The culinary adventures of a 20-something woman navigating the wonderful world of food!
The culinary adventures of a 20-something year old woman navigating the wonderful world of food!
Tuesday, August 3, 2010
Sour Cream Banana Bread
Growing up in the country, my mother would always make muffins or a loaf when someone in the neighbourhood was sick, had a relative die, or moving into the neighbourhood (you would certainly hope for the latter when it was your turn!) Its just what country-folk did. Sick? You need muffins. Great-aunt Edna died? Better make a loaf.

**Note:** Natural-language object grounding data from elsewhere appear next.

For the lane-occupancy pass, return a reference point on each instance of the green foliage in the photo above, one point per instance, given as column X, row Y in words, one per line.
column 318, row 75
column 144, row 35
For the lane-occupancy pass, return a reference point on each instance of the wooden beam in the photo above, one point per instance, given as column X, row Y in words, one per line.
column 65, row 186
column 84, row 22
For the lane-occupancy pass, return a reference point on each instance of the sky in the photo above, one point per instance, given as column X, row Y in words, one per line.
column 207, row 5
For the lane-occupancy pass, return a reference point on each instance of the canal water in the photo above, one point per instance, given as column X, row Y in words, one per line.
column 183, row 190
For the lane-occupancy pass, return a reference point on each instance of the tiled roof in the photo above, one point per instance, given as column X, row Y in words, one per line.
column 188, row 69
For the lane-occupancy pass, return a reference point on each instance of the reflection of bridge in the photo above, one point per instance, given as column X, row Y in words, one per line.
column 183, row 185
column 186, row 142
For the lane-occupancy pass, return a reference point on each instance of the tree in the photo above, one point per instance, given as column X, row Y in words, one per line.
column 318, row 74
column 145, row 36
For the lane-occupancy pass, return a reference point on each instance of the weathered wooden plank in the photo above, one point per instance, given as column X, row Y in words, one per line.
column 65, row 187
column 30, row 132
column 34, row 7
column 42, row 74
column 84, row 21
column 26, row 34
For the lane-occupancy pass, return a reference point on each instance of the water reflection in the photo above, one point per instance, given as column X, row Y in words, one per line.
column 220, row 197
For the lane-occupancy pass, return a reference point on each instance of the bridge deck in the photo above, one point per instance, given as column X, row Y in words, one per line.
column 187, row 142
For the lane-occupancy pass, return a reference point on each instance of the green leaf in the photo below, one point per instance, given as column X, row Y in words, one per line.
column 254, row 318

Her habit of doing this was apparently contagious, as I now turn to muffins and loaves for the exact same thing. For the past few months, Justin's grandma has been recovering from back surgery & has quite limited mobility. As soon as she came home, I took over some banana bread. It was a hit, and I promised many that I would share the recipe. For those in the Sutton office - its the same recipe I made for all of you. This recipe is quite large (it makes 4 loaves), so perhaps cut it in half unless you have friends to share with.
1/4 cup white sugar
1 teaspoon ground cinnamon
3/4 cup butter
3 cups white sugar
6-7 very ripe bananas, mashed
1 (16 ounce) container sour cream (2 cups)

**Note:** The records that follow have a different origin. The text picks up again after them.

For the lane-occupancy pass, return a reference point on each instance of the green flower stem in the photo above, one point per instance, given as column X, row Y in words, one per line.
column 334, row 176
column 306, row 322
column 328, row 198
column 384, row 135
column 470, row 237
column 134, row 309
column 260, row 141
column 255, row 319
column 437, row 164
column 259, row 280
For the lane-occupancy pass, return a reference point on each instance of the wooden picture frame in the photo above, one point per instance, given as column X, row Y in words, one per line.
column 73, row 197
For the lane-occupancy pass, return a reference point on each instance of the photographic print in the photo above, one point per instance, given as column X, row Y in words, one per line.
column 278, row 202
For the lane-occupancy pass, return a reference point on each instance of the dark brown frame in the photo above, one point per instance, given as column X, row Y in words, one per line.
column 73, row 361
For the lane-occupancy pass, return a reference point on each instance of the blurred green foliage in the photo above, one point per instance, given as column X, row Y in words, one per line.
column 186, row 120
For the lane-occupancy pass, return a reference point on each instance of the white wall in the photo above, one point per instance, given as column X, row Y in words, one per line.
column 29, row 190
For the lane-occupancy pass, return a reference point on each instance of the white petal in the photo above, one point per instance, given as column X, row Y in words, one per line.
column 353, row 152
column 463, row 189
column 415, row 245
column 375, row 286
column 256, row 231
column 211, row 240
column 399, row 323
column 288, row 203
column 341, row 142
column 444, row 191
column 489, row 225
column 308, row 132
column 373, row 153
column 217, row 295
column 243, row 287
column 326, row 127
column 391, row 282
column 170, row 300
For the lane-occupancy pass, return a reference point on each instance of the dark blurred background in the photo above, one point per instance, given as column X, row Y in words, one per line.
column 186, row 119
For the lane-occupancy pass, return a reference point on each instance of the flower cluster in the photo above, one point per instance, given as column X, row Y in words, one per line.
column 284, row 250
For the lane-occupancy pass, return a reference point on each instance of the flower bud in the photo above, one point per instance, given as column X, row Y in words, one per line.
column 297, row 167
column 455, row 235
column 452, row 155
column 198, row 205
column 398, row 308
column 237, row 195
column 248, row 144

2 teaspoons vanilla extract
2 teaspoons ground cinnamon
1/2 teaspoon salt
3 teaspoons baking soda
4 1/2 cups all-purpose flour
Preheat oven to 305 degrees F. Grease four 7x3 inch loaf pans. In a small bowl, stir together 1/4 cup white sugar and 1 teaspoon cinnamon. Put aside.
In a large bowl, cream butter and 3 cups sugar. Mix in eggs, mashed bananas, sour cream, vanilla and cinnamon. Mix in salt, baking soda and flour. Divide into prepared pans. Sprinkle with sugar cinnamon mixture just prior to baking.
Bake for approximately 45 minutes, until a toothpick inserted in center comes out clean.